The thing was...he was a really nice man. Amber remembered every word of his speech as Best Man, and she recalled how easily he smiled and laughed before he’d started on his drinking binge. And of course, he had that surprising side to him, too, that she discovered earlier. When she’d gone to the bathroom up at his house before the reception, she noticed a dog-eared book of Gothic poetry and shorts next to the bathtub. After washing her hands and fixing her hair, she flipped through it. Poe’s “A Dream Within A Dream” was marked, along with W.W. Jacobs’ “The Monkey’s Paw.”

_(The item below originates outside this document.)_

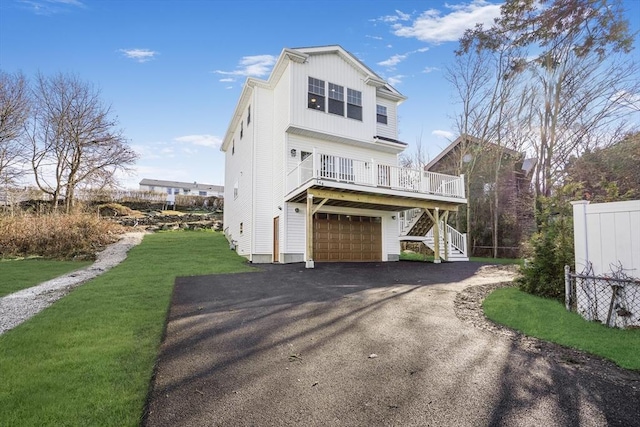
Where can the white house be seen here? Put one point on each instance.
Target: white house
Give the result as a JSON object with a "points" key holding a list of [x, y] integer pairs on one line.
{"points": [[183, 188], [311, 168]]}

For a moment there, she assumed that the book had been dropped by someone else. Then she scanned the rest of the bathroom, looking for the issues of Sports Illustrated or American Cowboy, and saw neither, so she blinked at the book of dark fiction, opening up to the title page and saw Linc Martin scrawled on the inside cover, and blinked at it again. And of course, that only prompted Amber to sneak down the hall in his massive log cabin and peek into the private suite at the far end of the upper landing.
His bedroom was a shrine to his bookcases and his bed. That was all Amber had time and courage to see. Three full walls of the room were lined with built-in shelving and laden down with books of every size and color and type, and his bed was a gigantic creation of meticulously hand-carved posts of Brazilian wood, anchoring each corner of a blue-on-blue crazy quilt that Amber yearned to get a better look at. Every other part of the house described western and cowboy and man, with its rough-hewn log furniture and leather upholstery, but that one room...that bed and that quilt and the book still in her hands as she peeked inside the private life of Lincoln Martin, was a small glimpse of the real man who had slunk away from his brother’s wedding because he couldn’t bear to watch the happiness.
Call her a thief, but that book was in Amber’s bag right now. She had every intention of returning it, but she wanted a little time to read through some of the stories and poetry -- especially since she had nothing else to do until this thing was over -- and figure out why a man like Lincoln Martin read Poe and Blake and Anne Boleyn. Up until now, the problem had been finding a place away from everyone to read the stolen book without people questioning her.
She glanced back to the stable from her perch on the fence. Considering the distance and the angle of the sloping pasture... She hopped down, backtracked and looked out... Yup, no one can see him. Which means, no one would be able to see her if she went down there and sat under those trees, too. Crawling through the fence rails, she told herself she was just going down there to keep an eye on the drunk man -- make sure he doesn’t decide to go swimming or anything -- and read through the paperback, but she knew the real reason.
Amber smirked as she trotted down the hill. She wanted to know if cowboys were really like the ones in the stories...if this slept with his boots on.